The statement itself does not pose much of a problem. All traditional financial institutions function on a fractional reserve system and do not hold all deposits idle in the bank. The crucial part is, however, where the institution invests the funds. For the reserves to be safe, they need to be invested in liquid and highly secure assets like US treasuries.
Tether was ordered to release periodic attestations, which are snapshots of the firm’s balance sheet at a certain time. However, this is much different from an audit, which gives a complete picture of the firm’s financial situations. We can currently only peek behind the curtain but not open the curtain. So far, Tether only keeps promising the audit, like they did this July or the July before that
Here is the most recent attestation from Tether. The details showed that the firm reshuffled the assets to make them more secure (50% in US treasuries). The most problematic part is the commercial paper, which constitutes over 28% of total reserves. Commercial paper is a type of short-term debt issued by companies, and because Tether does not release the details of companies whose debt they hold, it poses a problem. The rumour was that it is a debt of Chinese companies, although recently, the firm stated that it holds no Chinese debt. They also said they plan to reduce their exposure to commercial paper to zero. Nevertheless, these are all just informal statements, and even though the firm shared the reports, they have never been truly checked by a legitimate large outside firm. Here is a thread looking deeper into the report.
So, where is Tether now?
As we mentioned earlier, users have been consistently ignoring all the red signs, and the USDT coin supply has been steadily rising throughout its existence. The total circulating supply now stands at enormous $66 billion.

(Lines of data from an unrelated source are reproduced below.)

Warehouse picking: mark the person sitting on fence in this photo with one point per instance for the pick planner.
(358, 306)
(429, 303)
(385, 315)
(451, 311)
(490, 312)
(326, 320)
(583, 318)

However, Tether is now in serious competition from coins like USDC (Circle), DAI and BUSD (Binance), which are steadily eating up the firm’s market share. By far the largest competitor is Circle’s USDC which has been very transparent about its reserves, and people are starting to appreciate its trustworthiness. The Luna collapse also represented a significant blow to Tether’s market share as investors decided to transfer their capital to other stablecoins, mainly USDC.
Bottom Line
Although the article mostly underlines Tether’s shortcomings, the coin has withstood several periods of stress. The most recent stress test saw users withdraw 8% of the total USDT supply, and Tether still managed to honour all withdrawals.

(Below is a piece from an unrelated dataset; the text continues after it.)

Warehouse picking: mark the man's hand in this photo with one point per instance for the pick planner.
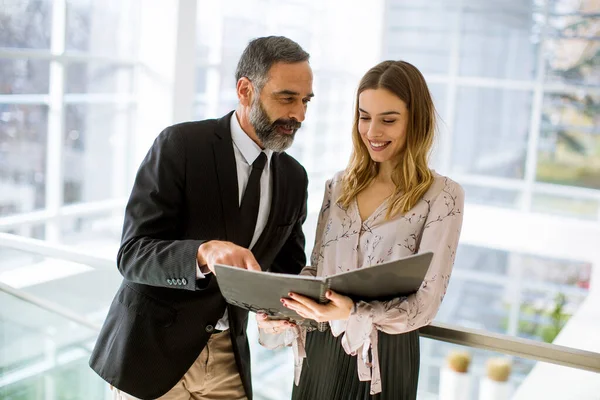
(272, 326)
(227, 253)
(339, 307)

However, this doesn’t mean that its relatively long history filled with questionable directors, scandals, illegitimate practices, investigations, and irregularities does not still pose a significant threat. The history of traditional finance is filled with bankrupt banks, which were confident enough that they would be able to satisfy any volume of withdrawal demands.
Considering that there are certainly safer alternatives to choose from, we would recommend people to keep their dry powder in more secure stablecoins; for their peace of mind. At least until Tether decides to change its practices, become more transparent and let people have a thorough look inside the Tether world.